After Nigel returned from the Pleistocene, against all the odds, the sacrificial eggs hatched and were dubbed Ollie and Olivia. As Bob was the first thing they saw, they instinctively imprinted him. They followed Bob everywhere he went, even near the pen of Matilda, the park's female Tyrannosaurus.
Bob managed to get Ollie and Olivia into the Ornithomimus Pond with their real mother.
During the Mass Break-Out, a panicking Titanosaur knocked down the fence surrounding the Ornithomimus Pond, letting the Ornithomimus run loose. Bob attempted to keep the Ornithomimus calm and move them along but was interrupted by Matilda the Tyrannosaurus. They were then chased by a spooked Elasmotherium. After the break-out was over and the park was rebuilt, the Ornithomimus was returned back to their enclosure.
Behind the Scenes
- Ornithomimus is the first animal, not only to have more than one of its own kind in Prehistoric Park, but also to be the first animal to have conceived in the present day.
- Originally, the Ornithomimus Nigel caught at the start of T-Rex Returns was planned to be the only one returned to the park, and have the rest of its flock stay in the Cretaceous. This idea was scrapped, but was later given to Theo the Triceratops.
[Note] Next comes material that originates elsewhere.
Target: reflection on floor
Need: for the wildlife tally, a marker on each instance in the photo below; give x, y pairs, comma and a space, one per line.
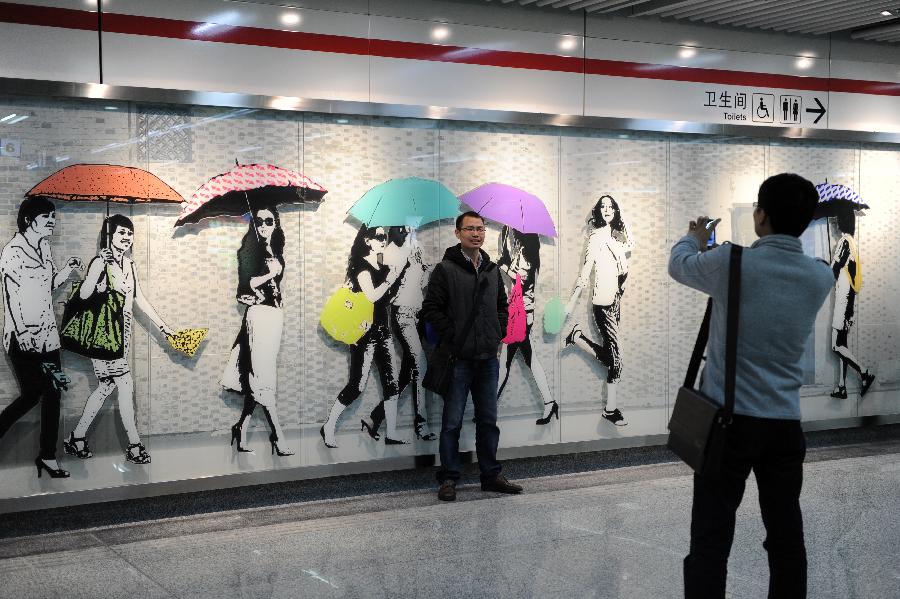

- Ornithomimus are the only animals besides Tyrannosaurus to have been given an important role in every episode.
- Adult Ornithomimus were covered in feathers, unlike in the show, they also had wings and (possibly) a tail fan.
- They couldn't pronate their hands without breaking them in real life, so their arms were more like bird wings, other than still retaining clawed fingers.